Recuerdo la primera frase del prefacio de Eugenio Canseliet de febrero 1958, a la segunda edición de Las moradas filosofales que publicó la editorial de los Campos Elíseos, Omnium Littéraire, en 1960. Tanto más que el fundador de esta editorial, Jean Lavritch, que se había casado con una amiga de mi madre, Sonia Bentkovski, había sido el editor de Paul Le Cour. Gracias al último, Eugenio Canseliet entró en contacto con dicha editorial.

Me permito reproducir esa primera frase:

«Las moradas filosofales, que de nuevo tenemos el honor de presentar, no debía ser el último libro de Fulcanelli. Existía una tercera parte bajo el título de Finis Gloriae Mundi (El fin de la Gloria del Mundo) que su autor retiró, y que habría transformado su tarea didáctica en la más extraordinaria trilogía alquímica».

Eugenio Canseliet me dedicó un ejemplar de esta segunda edición:

A Jacques d’Arés

en testimonio de fiel amistad

esta obra que tan bien conoce

en la que el Filósofo-Adepto

examinó la Ciencia para nuestro siglo

estableciendo las bases materiales

de la Filosofía atlanteana

En la Avenida de, los Campos Elíseos,

este 9 de Septiembre de 1960

E. CANSELIET

Es un hecho que por entonces ya conocía Las moradas filosofales y también El misterio de las catedrales. Los leí en su primera edición, en ejemplares dedicados por Eugenio Canseliet a Paul Le Cour (con quien tuve la suerte insigne de vivir desde 1933 hasta su muerte en 1954). Por desgracia estos volúmenes desaparecieron en 1943, cuando el autor de La era del Acuario[1] padeció delante de mí una perquisición de la Gestapo que arrambló con un número importante de libros de su biblioteca.

En la esfera filosófico-esotérica de la época, Paul Le Cour habría sido el primero, en enero de 1927 y en la revista Æsculape en la cual colaboraba, en dar cuenta de El misterio de las catedrales. También, posteriormente, en enero de 1931, publicó un largo comentario a Las moradas filosofales que apareció bajo su firma.

Ahora bien, la carta que recibí el 25 de julio, comenzaba así:

«Querido Jacques,

He aquí una extraña manera de felicitarle en el día de su santo, y sin embargo esperamos que el presente que le acompaña no pesará excesivamente sobre su conciencia. Hemos optado por dirigirle nuestra última obra. Aunque lleva el mismo título, no es la misma que retiramos hace más de setenta años de las manos de nuestro fiel y buen discípulo Eugenio Canseliet. En efecto, entonces nos pareció que concurrían todos los signos para sacar a la luz el modus operandi de la vía seca; pero los tiempos no estaban todavía maduros, por desgracia, para desvelar los arcanos del ars brevis.
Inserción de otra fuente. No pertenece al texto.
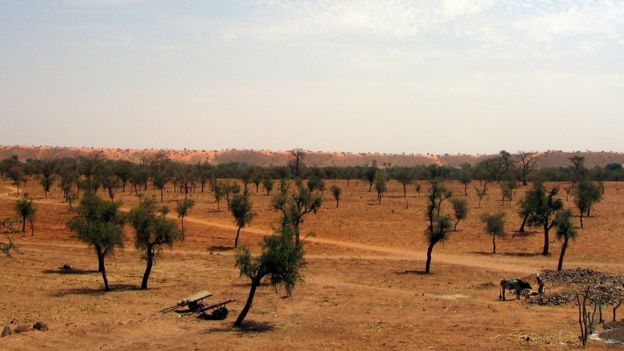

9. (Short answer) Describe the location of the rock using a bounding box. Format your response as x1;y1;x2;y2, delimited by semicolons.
13;325;30;334
1;326;11;337
62;264;72;270
33;322;48;331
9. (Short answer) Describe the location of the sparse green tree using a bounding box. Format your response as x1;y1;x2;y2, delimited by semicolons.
176;199;194;233
555;209;578;271
481;212;505;254
128;197;183;289
15;195;36;235
374;171;387;205
526;184;563;256
230;193;254;248
424;182;452;273
67;193;124;291
234;227;305;326
330;185;341;208
450;197;469;231
272;180;322;244
262;178;273;196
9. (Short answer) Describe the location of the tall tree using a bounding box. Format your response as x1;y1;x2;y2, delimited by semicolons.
393;167;412;198
526;184;563;255
129;198;183;289
517;151;537;186
262;178;273;196
288;148;306;178
67;193;124;291
555;209;578;271
234;227;305;326
230;193;254;248
424;182;452;273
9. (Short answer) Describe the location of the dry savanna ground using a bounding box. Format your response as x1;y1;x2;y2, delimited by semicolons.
2;179;624;350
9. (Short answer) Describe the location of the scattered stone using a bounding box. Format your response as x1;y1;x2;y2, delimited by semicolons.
61;264;72;271
33;322;48;331
1;326;11;337
527;268;624;306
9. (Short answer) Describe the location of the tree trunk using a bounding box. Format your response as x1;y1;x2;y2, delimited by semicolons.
234;277;259;327
97;246;104;272
492;235;496;254
181;217;185;233
21;217;26;233
557;237;569;271
30;219;34;236
425;242;435;273
454;219;460;231
234;226;241;248
587;203;592;217
518;213;528;233
335;199;339;208
108;187;114;201
141;252;154;289
403;183;407;198
579;210;584;228
96;247;110;291
542;225;550;256
464;183;468;196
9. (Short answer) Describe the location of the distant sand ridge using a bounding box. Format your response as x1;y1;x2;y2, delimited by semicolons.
1;145;623;168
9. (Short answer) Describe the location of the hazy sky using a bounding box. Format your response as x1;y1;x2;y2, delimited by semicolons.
1;0;623;154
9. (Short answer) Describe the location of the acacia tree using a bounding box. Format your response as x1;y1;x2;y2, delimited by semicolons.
234;227;305;326
288;148;306;178
176;199;194;234
424;182;452;273
393;167;412;198
330;185;341;208
272;180;322;244
15;195;36;235
364;166;377;192
262;178;273;196
450;197;468;231
129;198;183;289
526;184;563;255
574;180;602;226
518;151;537;186
230;193;254;248
481;212;505;254
474;185;488;208
555;209;577;271
374;171;387;205
459;169;472;196
7;166;24;195
213;182;225;211
67;193;124;291
36;159;58;199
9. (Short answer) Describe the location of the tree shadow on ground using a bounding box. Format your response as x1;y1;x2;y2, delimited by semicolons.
510;230;540;238
395;270;429;275
208;245;233;252
41;268;99;275
204;320;274;334
469;251;542;257
53;284;147;296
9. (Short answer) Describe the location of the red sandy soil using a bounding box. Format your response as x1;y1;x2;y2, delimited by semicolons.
1;180;623;350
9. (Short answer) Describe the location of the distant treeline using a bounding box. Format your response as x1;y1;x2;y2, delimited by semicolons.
0;151;622;196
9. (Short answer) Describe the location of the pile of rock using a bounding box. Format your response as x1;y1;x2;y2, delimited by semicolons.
528;268;624;306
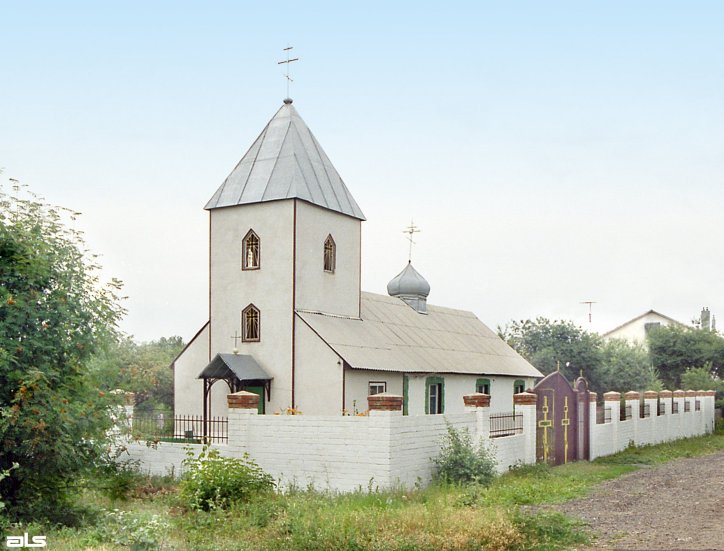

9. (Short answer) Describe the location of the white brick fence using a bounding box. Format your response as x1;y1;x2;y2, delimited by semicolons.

Nuestra prudencia se vio más que confirmada a la vista de esa plaga inmunda y creciente que fue el nazismo…»[2]

Más adelante, la carta precisaba:

«Por lo tanto, liberado de las escorias de la inexperiencia y teniendo en cuenta las más recientes locuras humanas, hemos puesto de nuevo en marcha nuestro Finis Gloriae Mundi. A Vd. la misión de publicarlo a su conveniencia, ya que, repasando sobre nuestras propias huellas, nos sería penoso adoptar otra vez el nombre de "Fulcanelli" que, para el mantenimiento de nuestra tranquilidad, arrastra ya demasiadas quimeras románticas. Pero como sin duda sabe, el juramento de Heliópolis nos mueve, y nos obliga a ayudar y a sanar, y ya no podíamos escamotearnos más tiempo sin traicionarlo. Sin embargo no debe intentar contactar con nosotros. Como los antiguos rosa-cruces ejercemos estancia visible e invisible. Nadie conseguirá alcanzarnos, ni por mera curiosidad ni por necesidades de enseñanza, y menos a fortiori para intentar forzarnos a servir intereses que recusamos. Por ello mismo, para contactar con Vd., hemos elegido este medio informático, más seguro para nuestro anonimato que un envío especial, en el que el tampón podría dar alguna indicación a quienes quisieran jugar a detectives de lo oculto».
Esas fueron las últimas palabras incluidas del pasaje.